Zwei Leben
#44
Wie die meisten Ereignisse, die man über lange Zeit vorweg plante und denen man mehr oder wenig freudig entgegen sah, rauschte auch das Winterfest in einem Kaleidoskop aus Farben, Gefühlen und Gerüchen an ihr vorüber. Noch Tage später wollte sie zum Mantel am Haken bei der Tür greifen, um nach erledigtem Tagwerk gen Burg zu ziehen und erinnerte sich dann, dass nach der viertägigen Festivität und dem Abzug der Gäste es wohl an den Kammerzofen und Mägden lag, innerhalb der Festungsmauern die übliche Ordnung wieder herzustellen. Einerseits hätte Cahira noch lange so weiterfeiern mögen, andererseits wollte sie in der nächsten Zeit nichts mit Festplanung oder Organisation zu tun haben.

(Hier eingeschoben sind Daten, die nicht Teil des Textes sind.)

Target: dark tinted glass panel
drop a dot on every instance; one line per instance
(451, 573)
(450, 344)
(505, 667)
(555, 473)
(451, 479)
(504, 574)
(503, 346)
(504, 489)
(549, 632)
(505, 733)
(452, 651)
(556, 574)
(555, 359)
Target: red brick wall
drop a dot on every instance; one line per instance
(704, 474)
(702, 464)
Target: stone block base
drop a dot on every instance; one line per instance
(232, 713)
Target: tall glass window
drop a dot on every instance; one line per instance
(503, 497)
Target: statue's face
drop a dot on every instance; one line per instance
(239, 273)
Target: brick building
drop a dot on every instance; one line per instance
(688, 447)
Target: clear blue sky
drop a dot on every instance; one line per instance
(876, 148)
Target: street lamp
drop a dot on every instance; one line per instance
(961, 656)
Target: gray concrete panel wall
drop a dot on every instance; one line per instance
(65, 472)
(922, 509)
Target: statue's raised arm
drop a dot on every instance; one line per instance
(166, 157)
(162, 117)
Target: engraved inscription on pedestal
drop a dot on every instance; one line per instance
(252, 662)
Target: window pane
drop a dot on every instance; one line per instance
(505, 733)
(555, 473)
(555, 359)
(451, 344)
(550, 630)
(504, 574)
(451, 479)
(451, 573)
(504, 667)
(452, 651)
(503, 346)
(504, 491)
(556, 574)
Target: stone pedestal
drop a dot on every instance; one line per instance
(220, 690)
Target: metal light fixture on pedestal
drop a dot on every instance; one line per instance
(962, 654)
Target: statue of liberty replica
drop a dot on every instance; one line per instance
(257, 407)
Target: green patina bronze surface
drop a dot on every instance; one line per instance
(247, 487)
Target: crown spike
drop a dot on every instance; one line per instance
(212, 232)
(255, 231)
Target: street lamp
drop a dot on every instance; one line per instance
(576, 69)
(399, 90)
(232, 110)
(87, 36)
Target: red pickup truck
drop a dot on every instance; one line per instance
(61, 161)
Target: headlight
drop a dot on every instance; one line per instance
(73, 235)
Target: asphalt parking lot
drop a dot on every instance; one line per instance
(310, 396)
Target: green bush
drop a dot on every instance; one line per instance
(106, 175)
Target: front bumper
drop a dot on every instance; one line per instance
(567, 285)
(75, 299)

Als ob die Indharimer gnädig darauf gewartet hatten, dass sich alle wie gehabt dem gängigen Einerlei des Alltags hingegeben hätten, griffen sie Hohenquell an und läuteten damit die Fortsetzung des Krieges an, welcher dankenswerterweise den bisherigen Winter in einem doch recht trügerischen Frieden brach gelegen hatte. In ihrem Zustand war sie den Truppen an der Front keine große Unterstützung, dennoch machte sie sich in Begleitung ihres Leibwächters Aygo auf nach Candaria, um einige Hilfsgüter zu transportieren. Glücklicherweise schlugen sie einen gemächlichen Trab an, um die Packpferde nicht zu überfordern, dennoch spürte die junge Frau nach der Reise jeden Knochen in ihrem Körper; nach der Einlagerung der mitbrachten Güter und dem anschließenden Rundgang durch die Ortschaft, bei dem sie durch den Beamten Adelwin und Fräulein Algrid auf den aktuellsten Stand der Dinge gebracht worden war, besserte sich ihre Befindlichkeit kaum.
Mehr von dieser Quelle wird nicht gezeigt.